Eine Analogie ist zulässig, wenn das Gesetz eine planwidrige Regelungslücke enthält und der zu beurteilende Sachverhalt in rechtlicher Hinsicht soweit mit dem vom Gesetzgeber geregelten Tatbestand vergleichbar ist, dass angenommen werden kann, der Gesetzgeber wäre bei einer Interessenabwägung, bei der er sich von den gleichen Grundsätzen hätte leiten lassen wie bei dem Erlass der herangezogenen Gesetzesvorschrift, zu dem gleichen Abwägungsergebnis gekommen. Die Lücke muss sich also aus einem unbeabsichtigten Abweichen des Gesetzgebers von seinem - dem konkreten Gesetzgebungsverfahren zugrunde liegenden - Regelungsplan ergeben (BGH, Urteil vom 17. November 2009 - XI ZR 36/09 -, juris Rn. 23).

Vorliegend fehlt es an einer für eine Analogie erforderlichen planwidrigen Regelungslücke (vgl. Senat, I-10 W 65/16, Beschluss vom 9. Juni 2009).

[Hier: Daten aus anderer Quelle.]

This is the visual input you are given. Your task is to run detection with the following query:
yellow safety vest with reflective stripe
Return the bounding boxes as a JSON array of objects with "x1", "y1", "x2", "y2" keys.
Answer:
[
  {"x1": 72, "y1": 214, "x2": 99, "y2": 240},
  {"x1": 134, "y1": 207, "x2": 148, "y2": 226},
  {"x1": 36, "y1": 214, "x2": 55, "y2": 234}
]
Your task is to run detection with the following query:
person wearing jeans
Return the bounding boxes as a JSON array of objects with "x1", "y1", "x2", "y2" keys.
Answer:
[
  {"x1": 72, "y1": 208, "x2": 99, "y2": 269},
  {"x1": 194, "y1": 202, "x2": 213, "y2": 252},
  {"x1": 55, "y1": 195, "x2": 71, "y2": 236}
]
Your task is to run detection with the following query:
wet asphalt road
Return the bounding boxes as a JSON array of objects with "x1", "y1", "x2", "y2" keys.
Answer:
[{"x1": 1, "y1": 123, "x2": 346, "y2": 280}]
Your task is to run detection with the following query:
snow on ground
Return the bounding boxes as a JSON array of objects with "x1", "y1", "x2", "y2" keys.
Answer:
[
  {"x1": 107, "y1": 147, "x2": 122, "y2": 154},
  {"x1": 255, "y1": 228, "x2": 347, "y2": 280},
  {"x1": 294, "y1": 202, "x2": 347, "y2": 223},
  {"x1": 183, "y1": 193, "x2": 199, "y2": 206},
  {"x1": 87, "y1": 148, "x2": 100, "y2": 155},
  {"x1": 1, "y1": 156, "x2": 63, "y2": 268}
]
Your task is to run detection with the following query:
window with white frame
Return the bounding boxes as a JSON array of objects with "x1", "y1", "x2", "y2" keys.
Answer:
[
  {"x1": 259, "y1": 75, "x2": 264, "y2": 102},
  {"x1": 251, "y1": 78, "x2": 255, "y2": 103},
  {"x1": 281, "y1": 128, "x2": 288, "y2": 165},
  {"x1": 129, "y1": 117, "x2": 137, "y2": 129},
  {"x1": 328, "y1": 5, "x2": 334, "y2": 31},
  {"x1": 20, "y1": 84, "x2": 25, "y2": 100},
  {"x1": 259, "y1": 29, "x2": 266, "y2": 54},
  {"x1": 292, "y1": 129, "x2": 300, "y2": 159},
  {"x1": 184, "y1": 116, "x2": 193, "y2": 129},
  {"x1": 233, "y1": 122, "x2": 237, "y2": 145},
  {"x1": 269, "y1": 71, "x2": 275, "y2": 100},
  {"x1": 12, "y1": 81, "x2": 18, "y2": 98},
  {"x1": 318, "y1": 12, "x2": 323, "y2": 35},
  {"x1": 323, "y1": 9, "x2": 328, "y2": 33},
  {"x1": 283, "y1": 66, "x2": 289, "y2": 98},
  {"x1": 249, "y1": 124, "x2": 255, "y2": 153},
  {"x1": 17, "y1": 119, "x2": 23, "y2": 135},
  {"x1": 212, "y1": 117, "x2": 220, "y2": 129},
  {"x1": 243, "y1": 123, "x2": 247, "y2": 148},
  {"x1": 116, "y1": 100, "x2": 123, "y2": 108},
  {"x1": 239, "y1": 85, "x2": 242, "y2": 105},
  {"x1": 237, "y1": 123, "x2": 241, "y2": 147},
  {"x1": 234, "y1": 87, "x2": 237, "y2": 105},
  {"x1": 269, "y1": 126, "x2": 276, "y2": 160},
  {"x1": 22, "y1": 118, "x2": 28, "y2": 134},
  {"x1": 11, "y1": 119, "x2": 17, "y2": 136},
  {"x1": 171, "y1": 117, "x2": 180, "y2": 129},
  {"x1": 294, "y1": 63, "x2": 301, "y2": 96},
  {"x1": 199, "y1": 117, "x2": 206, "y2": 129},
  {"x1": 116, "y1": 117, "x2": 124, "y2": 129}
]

In der ursprünglichen Fassung des KV GKG war eine Regelung über Gebührenermäßigungen im Fall von Erledigungserklärungen im Berufungsverfahren nicht enthalten. Der Gesetzgeber des Kostenrechtsmodernisierungsgesetzes, das am 01. Juli 2004 in Kraft getreten ist, hat in Nr. 1222 Ziffer 4 KV GKG eine Regelung zur Kostenermäßigung im Fall von Erledigungserklärungen im Berufungsverfahren getroffen. Diese ist ausdrücklich auf die Fälle beschränkt, dass keine Entscheidung über die Kosten ergeht oder die Entscheidung einer zuvor mitgeteilten Einigung der Parteien über die Kostentragung oder der Kostenübernahmeerklärung einer Partei folgt. Im Rahmen der Gesetzesbegründung (BT-Drucks. 15/1971, S. 159 f) führt der Gesetzgeber aus, nach Nummer 1222 KV GKG-E solle sich die pauschale Verfahrensgebühr grundsätzlich nur unter den gleichen Voraussetzungen, die für die Verfahrensgebühr der ersten Instanz vorgesehen sind, auf 2,0 ermäßigen. Hierzu (Nr. 1211 KV-GKG-E) heißt es in der Gesetzesbegründung, in Rechtsprechung und Literatur sei umstritten, ob bereits das geltende Recht im Fall von Erledigungserklärungen eine Gebührenprivilegierung zulasse. Zum Meinungsstand wird in der Gesetzesbegründung ausdrücklich auf Zöller-Vollkommer/Herget, ZPO, 23. Aufl. Rn. 59 zu § 91a, verwiesen. In dieser - sich gerade einmal auf eine halbe Seite erstreckenden - Fundstelle wird der Fall, dass "sich die Parteien vergleichen und die Kostenregelung dem Gericht überlassen, selbst wenn sie dabei auf die Begründung verzichten" ausdrücklich erwähnt und der Meinungsstand mit Rechtsprechungsnachweisen untermauert. Angesichts dessen erscheint es dem Senat ausgeschlossen, dass der Gesetzgeber gerade diesen Fall in seinem - dem Gesetzgebungsverfahren des am 1. Juli 2004 in Kraft getretenen Kostenrechtsmodernisierungsgesetzes zugrunde liegenden - Regelungsplan übersehen hat. Vielmehr liegt nahe, dass der Gesetzgeber mit der Neuregelung ausschließlich solche Fälle privilegieren wollte, in denen eine Meinungsbildung des Gerichts über die Kostentragungspflicht entfällt. Billigkeitserwägungen, die letztlich nur auf eine Beurteilung hinauslaufen, ob der Gesetzgeber bei der Neukonzeption der Nr. 1222 KV-GKG auch die "richtige" Entscheidung getroffen hat, sind im Hinblick darauf obsolet.

2.

Soweit die Einwendungen des Kostenschuldners sich auf die Qualität der Sachverständigenleistung beziehen, hat diese auf die Höhe der zu gewährenden Vergütung keinen Einfluss. Der vom Gericht bestellte Sachverständige handelt nicht im Rahmen eines Dienst- oder Werkvertrags. Seine Vergütung bezieht sich nicht auf das Werk des Sachverständigen, sondern auf seine Tätigkeit als Gehilfe des Gerichts, die er in Erfüllung einer staatsbürgerlichen Pflicht erbringt (BGH NJW 1976, 1154 f.). Deshalb sind sachliche Richtigkeit und Überzeugungskraft eines Sachverständigengutachtens kein Maßstab für die Höhe der dem Sachverständigen zu gewährenden Vergütung; es kommt lediglich darauf an, dass diese Leistung überhaupt erbracht wurde, nicht etwa auch darauf, wie das Gericht oder die Parteien das Gutachten inhaltlich beurteilen (Senat, I-10 W 162/14, Beschluss vom 27. Januar 2015).

III.

Der Kostenausspruch folgt aus § 66 Abs. 8 GKG.